In such circumstances, which persisted for twenty years, it is hardly surprising that the city's leadership was eager to support the Rainbow Uprising in any capacity it could. While it would be with surplus PRC and Indian equipment with which the Uprising would be fought, the Adan Coalition had sent members of what was once Idaho's National Guard to render assistance in a military advisory role to the various participant armies and had geared up the score of ammunition factories that existed within Boise's metropolitan area to supply as much in the way of munitions that could be spared, with the understanding that the resurgent Cascadian Republic would be willing to enter into a new trade deal much like the previous one.
It was not to be. While the Coalition's military advisors had arrived, the acceleration of the Uprising's timetable led to the ammunition order not being complete. With their work finished, the advisors returned home to Boise, and all of Ada county is said to have prayed for success. Those prayers were evidently not heard.
In the August Mutinies, the Adan Coalition watched their hope for a return to (relative) prosperity sputter out in the Rainbow Army's infighting. With the plans for a resurgent Boise laid to rest, the city began to wind down the wartime production they had worked towards to support their Cascadian allies. The truth was far harsher.
After the quelling of the Rainbow Uprising, the IJA had learned of the Coalition's involvement, though the exact source remains unclear. The response was thorough and utterly merciless.

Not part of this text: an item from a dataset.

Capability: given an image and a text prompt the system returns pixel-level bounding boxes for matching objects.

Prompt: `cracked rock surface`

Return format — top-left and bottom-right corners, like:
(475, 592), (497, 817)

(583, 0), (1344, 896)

Aerial bombing, drone strikes, artillery barrages. The Rocky Mountains echoed for weeks on end with the devastation of Boise. What occurred could not be called battle, and labeling it a massacre would only downplay the industrial approach that was employed. It was, to quote an Adan Coalition refugee, "nothing short of demolition from beyond the horizon."
It is still not known just how much of Boise's population died. What is known is that the Coalition's armed forces were destroyed to the last, with every equipment stockpile, munitions dump, armory and fuel depot leveled to the ground. The civilian government was among the first to be lost during the initial attack which destroyed the Idaho State Capitol building. Every last firearms producer and ammunition factory was razed.

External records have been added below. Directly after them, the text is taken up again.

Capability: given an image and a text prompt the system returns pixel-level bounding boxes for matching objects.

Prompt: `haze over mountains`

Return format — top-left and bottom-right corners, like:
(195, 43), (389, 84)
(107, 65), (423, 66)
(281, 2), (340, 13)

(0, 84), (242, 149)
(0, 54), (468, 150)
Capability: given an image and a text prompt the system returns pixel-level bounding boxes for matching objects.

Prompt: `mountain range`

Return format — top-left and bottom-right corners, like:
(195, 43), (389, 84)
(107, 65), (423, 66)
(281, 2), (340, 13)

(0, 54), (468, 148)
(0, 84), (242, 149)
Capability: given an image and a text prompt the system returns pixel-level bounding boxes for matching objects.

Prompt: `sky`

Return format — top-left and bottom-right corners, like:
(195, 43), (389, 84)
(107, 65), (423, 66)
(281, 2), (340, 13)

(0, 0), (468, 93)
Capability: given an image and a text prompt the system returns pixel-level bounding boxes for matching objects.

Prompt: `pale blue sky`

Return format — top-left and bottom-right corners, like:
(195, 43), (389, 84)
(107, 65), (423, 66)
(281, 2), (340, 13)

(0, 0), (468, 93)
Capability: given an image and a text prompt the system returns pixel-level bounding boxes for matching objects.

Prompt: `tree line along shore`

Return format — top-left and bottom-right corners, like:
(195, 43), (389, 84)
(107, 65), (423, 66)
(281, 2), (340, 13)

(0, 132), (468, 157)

After three weeks, the bombardment stopped, and the city's final death knell began. With public infrastructure savaged by artillery barrages, and with open masses of people being strafed by unmanned drones, there had been no ability to clear away the rubble, let alone bodies. Disease became rife among the survivors, among whom those who were able to abandoned the dead husk of what had been a city of over seven hundred thousand people.
In the Rockies, the echoes faded, and the city became still.